The beautiful Paris location shoot was nearly overshadowed by the Victor/Ashley hookup and Phyllis starting to become undone about Nick and Sharon's closeness. Okay, it was overshadowed by the Victor/Ashley hookup, because I have a very low tolerance for gross things; Victor and Ashley join an illustrious group of "Things I Won't Watch", including clowns, The View and shows about food being made.
Katherine's funeral proved once and for all that The Young and the Restlessknows how to do soap. The list of returning characters was astounding (NINA! DINA! Other characters whose names done end in -INA, including Brock, Traci and Danny...even Larry got a shoutout) and it gave Jess Walton another scene to add to her Emmy reel, as Jill's bitching at Nikki was nothing short of award-worthy.

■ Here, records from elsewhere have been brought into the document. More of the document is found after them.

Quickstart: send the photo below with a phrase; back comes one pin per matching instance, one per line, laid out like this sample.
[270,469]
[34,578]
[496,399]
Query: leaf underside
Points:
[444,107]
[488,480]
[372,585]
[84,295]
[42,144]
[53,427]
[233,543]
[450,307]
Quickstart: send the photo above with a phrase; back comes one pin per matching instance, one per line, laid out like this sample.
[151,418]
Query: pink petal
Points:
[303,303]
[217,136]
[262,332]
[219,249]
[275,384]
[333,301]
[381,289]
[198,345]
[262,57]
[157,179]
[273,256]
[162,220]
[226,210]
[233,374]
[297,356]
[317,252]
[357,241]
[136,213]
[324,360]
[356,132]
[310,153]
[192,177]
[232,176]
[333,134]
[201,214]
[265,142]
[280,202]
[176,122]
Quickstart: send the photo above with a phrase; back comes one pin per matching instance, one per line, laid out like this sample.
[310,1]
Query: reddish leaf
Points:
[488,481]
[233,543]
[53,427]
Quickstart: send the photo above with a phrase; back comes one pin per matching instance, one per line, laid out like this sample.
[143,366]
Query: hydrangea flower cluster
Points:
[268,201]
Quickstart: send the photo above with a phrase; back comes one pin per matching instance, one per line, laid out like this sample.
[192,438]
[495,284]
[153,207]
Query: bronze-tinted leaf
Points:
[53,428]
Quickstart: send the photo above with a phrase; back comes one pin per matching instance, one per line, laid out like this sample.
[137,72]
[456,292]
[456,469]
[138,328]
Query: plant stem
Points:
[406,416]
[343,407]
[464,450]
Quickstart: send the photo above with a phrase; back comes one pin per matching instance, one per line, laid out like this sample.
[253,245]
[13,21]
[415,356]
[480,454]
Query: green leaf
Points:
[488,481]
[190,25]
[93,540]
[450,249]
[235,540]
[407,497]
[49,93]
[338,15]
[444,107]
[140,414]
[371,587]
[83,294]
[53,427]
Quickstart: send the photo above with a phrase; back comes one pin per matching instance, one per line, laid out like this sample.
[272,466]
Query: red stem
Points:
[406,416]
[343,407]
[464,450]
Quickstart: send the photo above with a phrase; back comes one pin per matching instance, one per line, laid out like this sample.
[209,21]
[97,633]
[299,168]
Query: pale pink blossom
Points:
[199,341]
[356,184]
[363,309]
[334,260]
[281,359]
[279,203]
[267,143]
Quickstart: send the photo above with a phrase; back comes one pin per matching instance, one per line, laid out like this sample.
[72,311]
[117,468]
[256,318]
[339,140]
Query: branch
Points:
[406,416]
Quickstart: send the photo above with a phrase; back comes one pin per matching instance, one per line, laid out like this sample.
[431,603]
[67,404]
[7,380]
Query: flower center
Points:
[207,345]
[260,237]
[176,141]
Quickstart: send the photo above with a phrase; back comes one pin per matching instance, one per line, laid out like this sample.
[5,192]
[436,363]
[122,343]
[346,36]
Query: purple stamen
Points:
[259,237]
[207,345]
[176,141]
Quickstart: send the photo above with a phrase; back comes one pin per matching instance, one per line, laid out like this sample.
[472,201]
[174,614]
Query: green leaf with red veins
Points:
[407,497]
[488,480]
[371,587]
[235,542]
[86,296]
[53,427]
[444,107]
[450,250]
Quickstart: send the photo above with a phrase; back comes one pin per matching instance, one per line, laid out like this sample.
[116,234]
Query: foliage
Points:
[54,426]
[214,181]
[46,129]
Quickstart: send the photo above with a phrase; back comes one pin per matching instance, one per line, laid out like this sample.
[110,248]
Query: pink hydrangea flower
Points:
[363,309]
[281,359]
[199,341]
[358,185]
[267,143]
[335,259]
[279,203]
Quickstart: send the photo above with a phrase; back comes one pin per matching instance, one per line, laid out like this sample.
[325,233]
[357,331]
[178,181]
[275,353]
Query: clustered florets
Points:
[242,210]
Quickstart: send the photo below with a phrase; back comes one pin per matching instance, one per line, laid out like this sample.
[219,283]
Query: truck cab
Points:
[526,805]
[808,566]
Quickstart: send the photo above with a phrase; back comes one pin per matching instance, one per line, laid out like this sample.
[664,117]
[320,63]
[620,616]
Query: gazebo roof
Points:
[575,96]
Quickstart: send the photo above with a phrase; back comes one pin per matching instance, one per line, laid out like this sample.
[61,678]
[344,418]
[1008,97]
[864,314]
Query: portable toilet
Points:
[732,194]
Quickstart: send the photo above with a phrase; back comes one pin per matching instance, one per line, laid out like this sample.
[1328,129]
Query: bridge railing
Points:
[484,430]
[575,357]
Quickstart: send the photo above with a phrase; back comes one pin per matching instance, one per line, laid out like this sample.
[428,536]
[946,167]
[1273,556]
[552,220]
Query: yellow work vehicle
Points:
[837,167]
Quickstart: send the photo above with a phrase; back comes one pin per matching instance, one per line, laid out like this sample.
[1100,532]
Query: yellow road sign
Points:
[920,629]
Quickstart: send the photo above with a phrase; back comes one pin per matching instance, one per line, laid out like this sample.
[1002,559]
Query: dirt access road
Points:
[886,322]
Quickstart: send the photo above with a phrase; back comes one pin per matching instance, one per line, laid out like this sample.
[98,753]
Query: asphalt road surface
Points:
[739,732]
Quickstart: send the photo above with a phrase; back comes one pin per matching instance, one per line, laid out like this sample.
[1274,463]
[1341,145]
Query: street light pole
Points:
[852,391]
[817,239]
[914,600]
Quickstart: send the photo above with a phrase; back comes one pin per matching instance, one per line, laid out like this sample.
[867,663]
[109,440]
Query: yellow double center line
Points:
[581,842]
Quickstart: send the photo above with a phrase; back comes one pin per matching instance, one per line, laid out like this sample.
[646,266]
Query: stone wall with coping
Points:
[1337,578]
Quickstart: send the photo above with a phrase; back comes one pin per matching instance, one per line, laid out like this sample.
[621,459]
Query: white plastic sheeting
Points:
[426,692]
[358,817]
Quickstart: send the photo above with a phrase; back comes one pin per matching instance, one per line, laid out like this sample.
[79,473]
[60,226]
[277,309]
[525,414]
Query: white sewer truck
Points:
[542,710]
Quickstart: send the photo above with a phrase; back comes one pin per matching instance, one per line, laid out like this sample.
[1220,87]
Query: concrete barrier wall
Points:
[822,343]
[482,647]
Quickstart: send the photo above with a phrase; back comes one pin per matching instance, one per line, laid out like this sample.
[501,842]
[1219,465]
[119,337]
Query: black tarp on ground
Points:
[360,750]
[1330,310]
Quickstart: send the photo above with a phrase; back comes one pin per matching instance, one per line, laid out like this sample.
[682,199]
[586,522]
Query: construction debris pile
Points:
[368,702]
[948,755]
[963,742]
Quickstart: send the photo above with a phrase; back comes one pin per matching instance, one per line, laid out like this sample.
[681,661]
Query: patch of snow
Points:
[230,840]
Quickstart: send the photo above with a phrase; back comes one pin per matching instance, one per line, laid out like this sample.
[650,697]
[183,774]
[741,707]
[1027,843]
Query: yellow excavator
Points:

And on top of all of that: Katherine isn't really dead! We got an awesome funeral and didn't have to lose a vet in order to get one. Somewhere in LA, Jill Farren Phelps just shuddered and she doesn't know why.
Don Diamont became a victim of budget cuts and got canned. A year ago, I would have been thrilled, but now I am mostly sad. Think of all of the hilarious faces in the background that we are going to miss out on. Sad.
The Jabot takeover episode, featuring some of those aforementioned reaction shots, was the pinnacle of soapy goodness, what with the Abbotts being Abbotty, Peter Bergman being dreamy and even Gloria being sort of amusing. Jess Walton continued to be gold, yelling at everyone in sight. I wished for a show just about her yelling at people and I have to tell you, the more I think about it, the more I want it to be real. Sort of like the SNL skit The Looker, except it would be The Shouter, and it would be the greatest thing to ever be broadcast on television.
If I may be so bold as to make a suggestion for 2009: ENOUGH WITH THE VICTOR. We get it: Victor is the greatest human being to ever exist and watching him do things while people discuss the things he does in the most reverential way is entertaining. Okay? If I say that, will you stop? Please? I mean, even if we cut back on the worship a little instead of eliminating it completely, it will do everybody's sanity good.